No, it should not. This becomes a freedom of speech issue. If the government gets into the business of banning speech that many find disagreeable, this takes us into dangerous territory where dissent can easily be silenced. That's why we hold freedom of speech in such high regard even though it means people can still say distasteful and rude things.


[–] culofiesta ago  (edited ago)

I lived in the South for eleven years and, after moving from New England as a child, I was shocked to hear the incorrect history my teacher taught. An example of this is my history teacher in 1988 tried to teach me that writing left handed was evil. She also said the Union army fired the first shot, which is blatantly untrue. That is why you think the war was fought over money. That is like saying heart disease is caused by Twinkies, not the clogged arteries they bring.

Fighting over money is a way to avoid saying it was fought over slavery. The South based its entire economy on slavery. Take that away and they collapse and can't support themselves. So, yes, it is about money- the money they lost because they can't force slaves to make money for them.

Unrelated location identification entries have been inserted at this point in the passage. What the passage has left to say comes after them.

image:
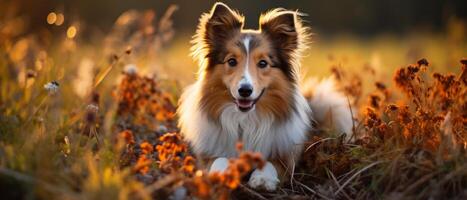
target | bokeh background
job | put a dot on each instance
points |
(352, 33)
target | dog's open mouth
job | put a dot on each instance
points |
(245, 105)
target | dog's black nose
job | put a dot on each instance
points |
(245, 90)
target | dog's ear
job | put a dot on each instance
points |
(214, 29)
(281, 26)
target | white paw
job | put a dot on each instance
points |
(265, 178)
(219, 165)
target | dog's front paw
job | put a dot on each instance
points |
(264, 178)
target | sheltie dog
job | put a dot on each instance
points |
(247, 91)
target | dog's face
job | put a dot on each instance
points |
(250, 68)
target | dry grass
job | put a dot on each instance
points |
(106, 128)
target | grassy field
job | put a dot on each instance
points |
(95, 118)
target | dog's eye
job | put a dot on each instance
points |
(232, 62)
(262, 64)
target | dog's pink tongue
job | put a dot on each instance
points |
(245, 103)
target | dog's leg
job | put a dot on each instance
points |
(266, 178)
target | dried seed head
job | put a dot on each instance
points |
(52, 87)
(422, 61)
(128, 50)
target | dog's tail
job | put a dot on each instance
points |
(330, 107)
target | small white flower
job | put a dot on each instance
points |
(51, 87)
(131, 69)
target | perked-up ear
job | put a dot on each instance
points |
(284, 28)
(213, 31)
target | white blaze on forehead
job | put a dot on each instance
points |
(246, 74)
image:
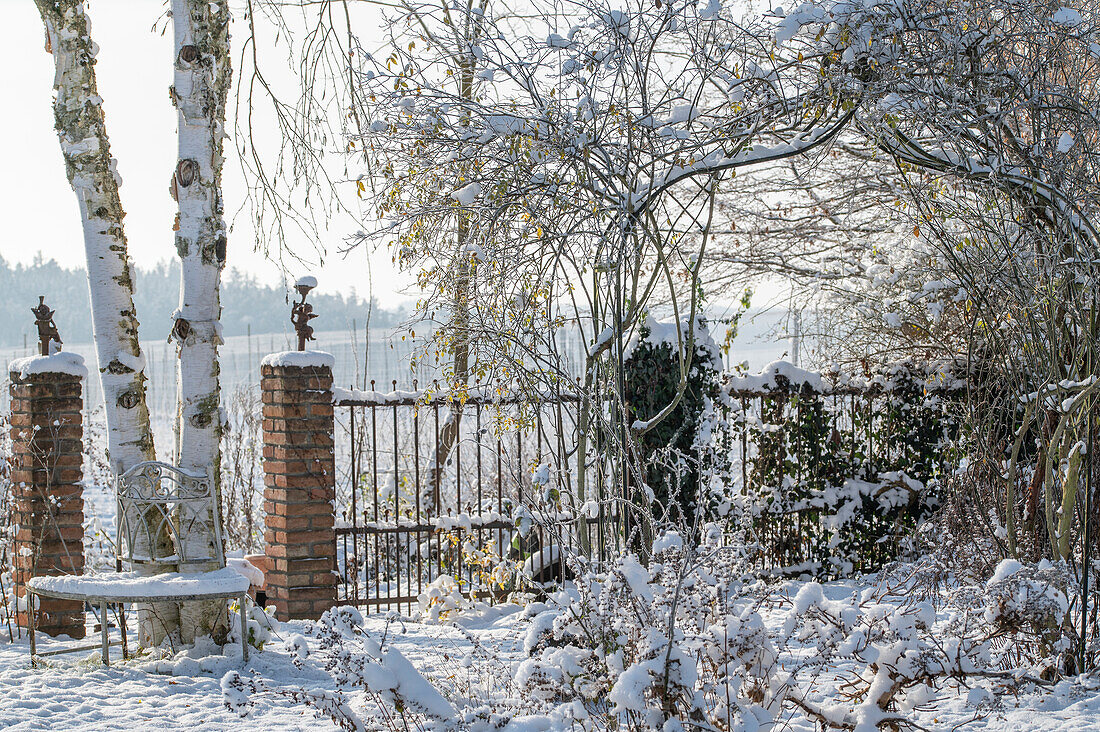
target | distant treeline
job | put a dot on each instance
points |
(244, 303)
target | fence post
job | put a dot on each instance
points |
(299, 483)
(47, 451)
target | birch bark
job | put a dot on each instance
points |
(81, 131)
(201, 80)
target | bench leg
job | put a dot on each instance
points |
(244, 627)
(102, 633)
(122, 627)
(30, 627)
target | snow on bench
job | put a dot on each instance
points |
(129, 587)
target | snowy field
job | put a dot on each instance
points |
(184, 691)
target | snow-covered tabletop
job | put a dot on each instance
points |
(122, 587)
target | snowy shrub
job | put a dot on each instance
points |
(838, 471)
(441, 598)
(1035, 600)
(242, 476)
(679, 454)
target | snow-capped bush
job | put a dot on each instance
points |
(840, 470)
(441, 598)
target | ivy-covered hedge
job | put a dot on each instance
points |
(681, 454)
(837, 472)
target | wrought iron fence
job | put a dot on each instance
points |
(410, 512)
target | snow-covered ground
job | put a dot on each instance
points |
(184, 691)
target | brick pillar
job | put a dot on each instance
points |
(46, 436)
(299, 483)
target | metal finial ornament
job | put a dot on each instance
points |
(303, 313)
(47, 329)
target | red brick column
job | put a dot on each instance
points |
(299, 483)
(46, 436)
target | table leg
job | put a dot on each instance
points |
(244, 627)
(30, 626)
(102, 632)
(122, 629)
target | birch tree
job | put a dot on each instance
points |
(201, 84)
(91, 171)
(200, 87)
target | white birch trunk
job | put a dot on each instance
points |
(81, 131)
(200, 86)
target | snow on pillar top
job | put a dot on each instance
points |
(62, 362)
(299, 359)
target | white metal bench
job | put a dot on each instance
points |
(167, 524)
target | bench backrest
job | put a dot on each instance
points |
(167, 516)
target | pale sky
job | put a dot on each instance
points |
(134, 72)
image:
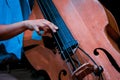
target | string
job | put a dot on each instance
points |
(62, 31)
(58, 22)
(56, 38)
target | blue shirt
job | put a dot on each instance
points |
(12, 11)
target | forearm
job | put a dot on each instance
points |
(11, 30)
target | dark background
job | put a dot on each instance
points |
(113, 7)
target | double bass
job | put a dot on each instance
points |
(86, 46)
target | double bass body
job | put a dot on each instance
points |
(94, 28)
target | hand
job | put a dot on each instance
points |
(40, 24)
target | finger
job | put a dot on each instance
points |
(50, 25)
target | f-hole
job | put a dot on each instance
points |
(111, 59)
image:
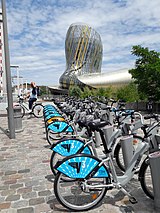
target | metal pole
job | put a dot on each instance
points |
(17, 80)
(11, 125)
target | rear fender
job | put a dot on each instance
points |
(67, 147)
(82, 166)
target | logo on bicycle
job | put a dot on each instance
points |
(76, 165)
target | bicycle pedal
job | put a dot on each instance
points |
(133, 200)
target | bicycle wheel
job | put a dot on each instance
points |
(118, 151)
(52, 137)
(38, 110)
(146, 178)
(55, 157)
(72, 195)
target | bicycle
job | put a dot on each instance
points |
(37, 109)
(90, 177)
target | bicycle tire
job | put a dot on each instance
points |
(38, 110)
(118, 152)
(53, 160)
(145, 178)
(77, 194)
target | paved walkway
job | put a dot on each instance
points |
(26, 182)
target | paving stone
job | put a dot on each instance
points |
(4, 187)
(10, 172)
(24, 171)
(43, 208)
(32, 183)
(5, 205)
(13, 197)
(8, 192)
(44, 193)
(29, 195)
(36, 201)
(26, 210)
(19, 204)
(16, 186)
(10, 181)
(24, 190)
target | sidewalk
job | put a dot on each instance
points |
(26, 182)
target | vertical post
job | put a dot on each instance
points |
(11, 125)
(17, 79)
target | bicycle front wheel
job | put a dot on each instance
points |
(146, 178)
(72, 195)
(38, 110)
(118, 151)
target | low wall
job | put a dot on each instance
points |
(142, 106)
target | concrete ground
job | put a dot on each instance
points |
(26, 181)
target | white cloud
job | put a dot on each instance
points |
(37, 31)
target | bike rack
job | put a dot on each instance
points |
(127, 149)
(155, 173)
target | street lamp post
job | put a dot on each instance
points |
(11, 125)
(18, 77)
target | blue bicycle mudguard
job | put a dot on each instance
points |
(60, 126)
(52, 115)
(82, 166)
(67, 147)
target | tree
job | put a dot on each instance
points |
(129, 93)
(147, 72)
(75, 91)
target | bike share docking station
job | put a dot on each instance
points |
(154, 159)
(17, 118)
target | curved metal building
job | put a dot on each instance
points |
(83, 49)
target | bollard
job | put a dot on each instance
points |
(127, 149)
(17, 118)
(155, 173)
(97, 139)
(108, 131)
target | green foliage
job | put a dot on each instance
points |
(128, 93)
(147, 72)
(44, 90)
(86, 92)
(75, 91)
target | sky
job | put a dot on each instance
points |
(37, 31)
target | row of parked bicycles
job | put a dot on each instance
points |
(91, 142)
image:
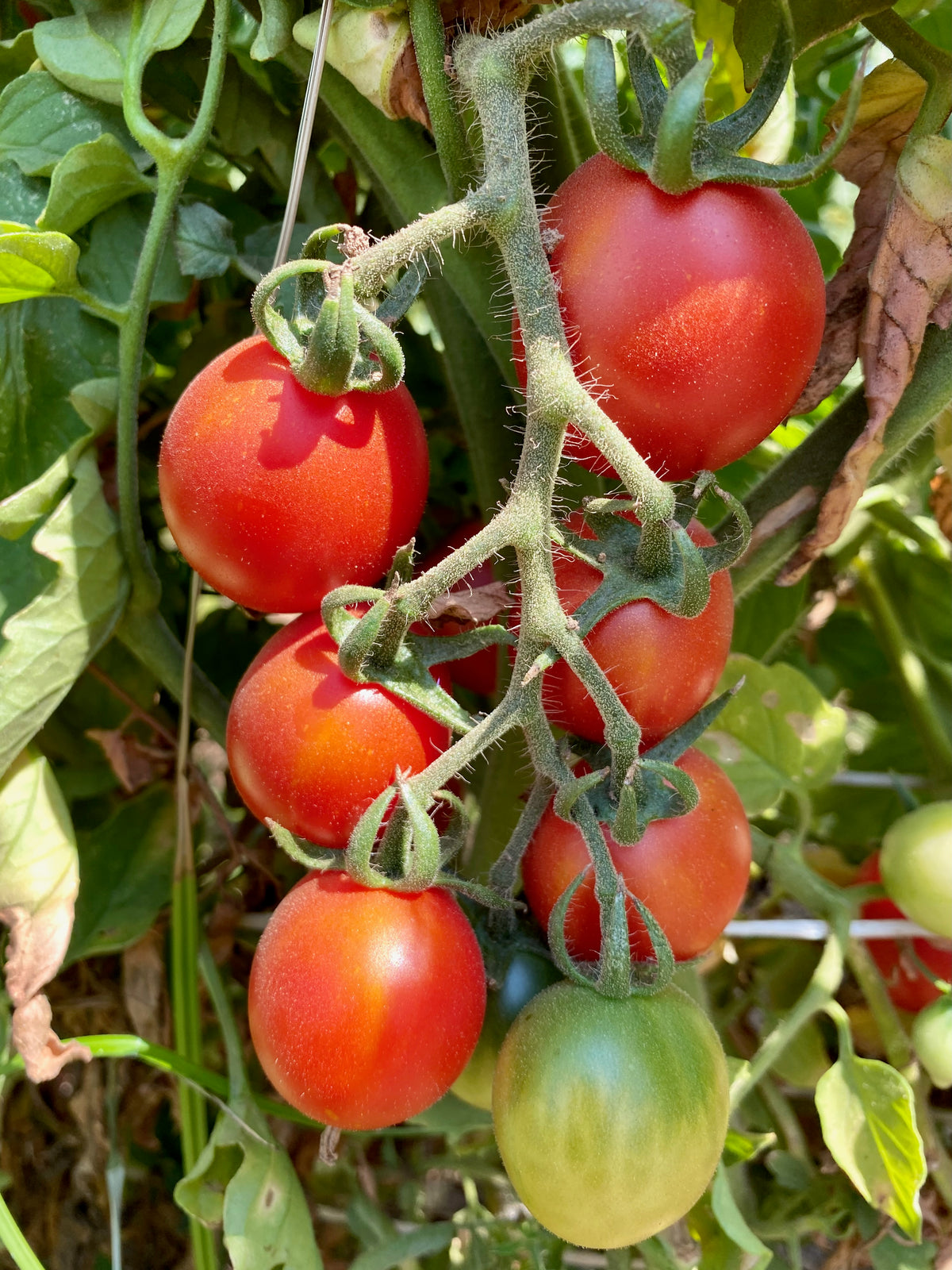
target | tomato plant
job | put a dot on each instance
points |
(365, 1005)
(697, 315)
(526, 976)
(277, 495)
(310, 749)
(691, 872)
(909, 987)
(916, 864)
(609, 1115)
(663, 666)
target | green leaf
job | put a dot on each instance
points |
(38, 863)
(205, 243)
(92, 177)
(35, 264)
(867, 1115)
(17, 56)
(50, 641)
(125, 874)
(48, 349)
(22, 198)
(731, 1222)
(41, 122)
(245, 1183)
(88, 51)
(778, 732)
(108, 267)
(755, 25)
(273, 37)
(425, 1241)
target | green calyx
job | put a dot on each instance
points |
(678, 149)
(333, 343)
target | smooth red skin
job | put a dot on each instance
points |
(365, 1005)
(478, 673)
(691, 872)
(908, 987)
(310, 749)
(700, 314)
(663, 667)
(276, 495)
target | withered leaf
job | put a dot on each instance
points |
(473, 606)
(892, 98)
(135, 765)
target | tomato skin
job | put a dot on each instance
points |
(691, 870)
(663, 667)
(479, 673)
(310, 749)
(526, 976)
(908, 987)
(917, 867)
(700, 314)
(277, 495)
(932, 1041)
(609, 1115)
(365, 1005)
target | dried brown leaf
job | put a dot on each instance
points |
(892, 98)
(909, 277)
(135, 765)
(471, 607)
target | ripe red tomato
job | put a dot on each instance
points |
(908, 987)
(276, 495)
(663, 667)
(478, 672)
(310, 749)
(365, 1005)
(691, 872)
(609, 1115)
(700, 314)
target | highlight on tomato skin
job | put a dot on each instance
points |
(276, 495)
(696, 317)
(691, 870)
(663, 667)
(365, 1005)
(908, 986)
(310, 749)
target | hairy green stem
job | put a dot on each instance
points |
(184, 950)
(448, 131)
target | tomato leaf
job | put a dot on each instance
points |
(90, 178)
(86, 51)
(245, 1183)
(41, 122)
(278, 18)
(205, 243)
(425, 1241)
(35, 264)
(38, 880)
(777, 732)
(48, 348)
(50, 641)
(125, 874)
(867, 1115)
(731, 1222)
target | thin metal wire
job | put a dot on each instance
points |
(304, 133)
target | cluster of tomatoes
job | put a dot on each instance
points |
(697, 321)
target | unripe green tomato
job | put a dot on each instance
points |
(526, 976)
(932, 1041)
(609, 1115)
(917, 867)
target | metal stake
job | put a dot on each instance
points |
(304, 133)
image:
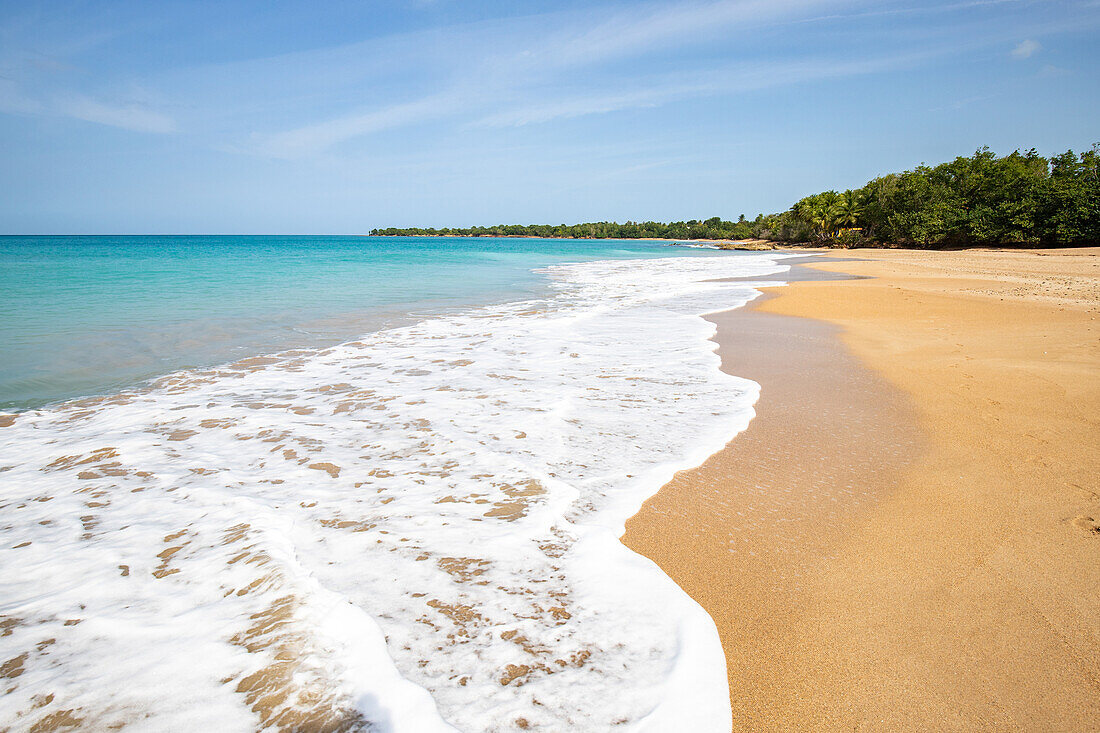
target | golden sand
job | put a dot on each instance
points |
(906, 536)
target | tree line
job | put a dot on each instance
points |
(981, 199)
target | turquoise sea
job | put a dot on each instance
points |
(406, 516)
(90, 315)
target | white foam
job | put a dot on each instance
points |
(414, 531)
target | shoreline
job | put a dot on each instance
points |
(947, 581)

It should be banned because the Confederacy is an enemy and was a terrorist nation. That they are remembered with honor in the South should really frighten people the same way Germans get upset when Nazi factions were to begin weaseling their way into the government there.

Another way to look at it is many people alive today have ancestors that were kept in chains and enslaved by the Confederacy. That happened and can't be discounted. The fact that the flags still fly over many of the Southern states is an insult and a form of oppression, reminding them of their ancestors enslavement.